While we are near the 30th year of IBM i, in next June, I want to continue in my education pattern trough the modernization steps. I analyzed in the previous posts the importance of an extended SQL database and the use of modern tools developed with an IDE environment (I suggest you to have a look at the previous posts by the link  It is now the moment to start the analysis of the “MODERN LANGUAGES” phase; to do it I prefer to have a little tour back into the RPG history, in the past years..



RPG is an high-level programming language (HLL) for business applications. It has a long history because it was developed by IBM in 1959 as a Report Program Generator a kind of tool to replicate “punched card” processing on the old IBM 1401. It was updated to RPG II for IBM System/3 in the 1960s and evolved into an HLL language as COBOL and PL/I.

In the far past of RPG, its major strength was the “program cycle”: every RPG program processes an implied loop that can apply the program to every record of a file. Each record (individual punched card) was compared to each line inside the program, which could be executed or not based on the value of an indicator inside the set of 01-99. Since the introduction of the System 38 in 1979 most RPG programmers stopped the use of the cycle to a better controlling program flow with standard constructs.

RPG typically used then File Specifications (lines to use files for read/update), followed by Data Definition Specification that contains Data Structures and arrays; then Calculation Specifications to write executable instructions.



RPGII, introduced with System/3, was later used on System/32, System/34 and System/36 with a better version of the language. It was also available for larger systems as System/370 mainframe.

RPG III born on the System/38 and its successor AS/400. RPG mainly changed from the original language providing modern constructs like IF-ENDIF blocks, DO loops and subroutines.

RPG/400 started as RPG III running on AS/400. Even if IBM renamed RPG compiler as “RPG/400”, the language was identic to the RPG III. Nothing of new into the language until IBM delivered new operation codes, such as SCAN, CAT and XLATE after a lot of years of AS/400 availability.

RPG IV (RPGLE or ILE RPG) born on 1994 by the V3R2 release of OS/400 Operating system. RPG IV delivered a lot of expressions within its Extended Factor 2 Calculation Specification and after by its free-format Calculation Specifications. RPG IV is the ONLY VERSION OF RPG SUPPORTED on the long set of AS400 successors (iSeries, System i, etc.)

It was in 2001 with the OS/400 V5R1 that RPG IV offered freedom for calculations by the use of free-format text entry as alternative to the old column-dependent source format. Until November 2013 the free format was available only on calculation specifications. With the IBM i V7R1 TR7 and more the “/free” and “/end-free” calculations are no longer necessary, so the language definitely abandoned the “punched cards” ties.

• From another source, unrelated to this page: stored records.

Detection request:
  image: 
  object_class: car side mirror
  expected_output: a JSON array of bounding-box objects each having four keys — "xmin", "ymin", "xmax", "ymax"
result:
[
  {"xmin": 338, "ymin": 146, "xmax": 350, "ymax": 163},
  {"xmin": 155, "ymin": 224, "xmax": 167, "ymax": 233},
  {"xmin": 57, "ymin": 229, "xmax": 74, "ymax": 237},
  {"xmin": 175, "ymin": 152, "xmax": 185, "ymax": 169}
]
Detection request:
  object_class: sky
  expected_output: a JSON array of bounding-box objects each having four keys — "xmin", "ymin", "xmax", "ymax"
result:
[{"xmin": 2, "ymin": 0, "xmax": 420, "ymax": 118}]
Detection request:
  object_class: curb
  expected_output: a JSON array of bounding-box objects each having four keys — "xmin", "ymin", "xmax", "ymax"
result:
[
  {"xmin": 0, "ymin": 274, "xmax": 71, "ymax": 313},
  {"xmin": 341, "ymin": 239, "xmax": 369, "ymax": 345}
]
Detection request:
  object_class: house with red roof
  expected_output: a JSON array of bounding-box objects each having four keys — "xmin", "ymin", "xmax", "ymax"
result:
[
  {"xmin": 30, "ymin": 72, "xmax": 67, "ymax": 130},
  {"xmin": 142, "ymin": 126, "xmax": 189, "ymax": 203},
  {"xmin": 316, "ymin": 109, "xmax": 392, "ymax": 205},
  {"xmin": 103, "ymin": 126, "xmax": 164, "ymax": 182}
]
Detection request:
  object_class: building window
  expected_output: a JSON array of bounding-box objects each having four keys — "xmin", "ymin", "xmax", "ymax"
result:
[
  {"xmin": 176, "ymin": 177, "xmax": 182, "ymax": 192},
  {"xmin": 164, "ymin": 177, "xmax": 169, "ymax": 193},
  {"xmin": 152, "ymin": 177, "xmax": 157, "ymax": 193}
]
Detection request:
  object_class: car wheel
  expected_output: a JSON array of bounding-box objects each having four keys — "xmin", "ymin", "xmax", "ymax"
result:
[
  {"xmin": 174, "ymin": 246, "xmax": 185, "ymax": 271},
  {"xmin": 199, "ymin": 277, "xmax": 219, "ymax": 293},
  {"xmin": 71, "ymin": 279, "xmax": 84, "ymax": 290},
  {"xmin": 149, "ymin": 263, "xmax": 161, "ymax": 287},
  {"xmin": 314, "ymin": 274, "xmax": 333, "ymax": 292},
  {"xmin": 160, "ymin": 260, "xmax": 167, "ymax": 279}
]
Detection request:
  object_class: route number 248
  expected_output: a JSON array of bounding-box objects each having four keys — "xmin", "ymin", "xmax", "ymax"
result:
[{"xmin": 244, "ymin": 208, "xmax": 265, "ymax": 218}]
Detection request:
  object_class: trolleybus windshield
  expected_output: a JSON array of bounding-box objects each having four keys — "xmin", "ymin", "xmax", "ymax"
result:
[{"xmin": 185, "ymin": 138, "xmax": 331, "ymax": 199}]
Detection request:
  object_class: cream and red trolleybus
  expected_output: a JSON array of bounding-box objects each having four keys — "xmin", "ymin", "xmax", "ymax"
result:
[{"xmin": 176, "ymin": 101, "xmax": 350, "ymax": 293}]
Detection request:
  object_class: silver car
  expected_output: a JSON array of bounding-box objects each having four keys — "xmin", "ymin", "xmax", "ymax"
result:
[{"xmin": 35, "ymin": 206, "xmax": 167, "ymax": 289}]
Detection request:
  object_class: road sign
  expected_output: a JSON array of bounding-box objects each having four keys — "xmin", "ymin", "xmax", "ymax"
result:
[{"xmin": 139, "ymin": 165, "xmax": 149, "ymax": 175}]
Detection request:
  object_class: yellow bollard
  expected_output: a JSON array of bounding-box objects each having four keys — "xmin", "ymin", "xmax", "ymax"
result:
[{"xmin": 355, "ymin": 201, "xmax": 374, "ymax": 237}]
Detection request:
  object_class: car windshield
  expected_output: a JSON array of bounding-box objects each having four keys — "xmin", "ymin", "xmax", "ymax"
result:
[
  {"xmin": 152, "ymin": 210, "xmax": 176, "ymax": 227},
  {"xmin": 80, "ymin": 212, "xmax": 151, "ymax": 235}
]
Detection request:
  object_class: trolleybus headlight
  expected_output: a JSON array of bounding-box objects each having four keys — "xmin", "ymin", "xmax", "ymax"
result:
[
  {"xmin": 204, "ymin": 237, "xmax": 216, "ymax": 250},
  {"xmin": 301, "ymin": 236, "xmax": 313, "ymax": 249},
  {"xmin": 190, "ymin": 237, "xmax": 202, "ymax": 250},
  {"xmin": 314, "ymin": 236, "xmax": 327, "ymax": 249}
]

Today RPG IV is a robust language; even if it could be edited by old editors as SEU, the best way to use it is by IDE tools based on Eclipse: RDI (Rational Developer for I, as IBM example) is one example of these. IBM is extending RPG capabilities continuously, so now it has more built-in functions, it could link Java objects and i5/OS APIs. It could integrates tools as CGIDEV2 for CGI programs, RPG Toolbox, cozTools and othe commercial tools or solution for modernization use.

In 2006 OS/400 was renamed i5/OS, under the new brand “IBM System i5”. After the 5 was dropped and the new brand becomes “System I”. In March 2008 i5/OS changed in IBM i as component of the Power Systems new server models. The latest release is the IBM i 7.3 and it supports the RPG IV language.



The RPGLE is surely a language closer to modern object oriented language instead of the old column based RPG. It runs in ILE (Integrated Language Environment) instead of OPM (Original Program Model) and it allow the use of service programs an modules that could let you have modularity with static binding avoiding external calls.

It supports the use of other languages such as ILE/C and BIFs (Built In Functions).

For more usability it let you use longer file/fields name and prefixes and free format code, as every modern language now in use.

These are only the main reasons that must suggest you to move to this modern version of old RPG, in order to let you realize application opened to the web and other environment.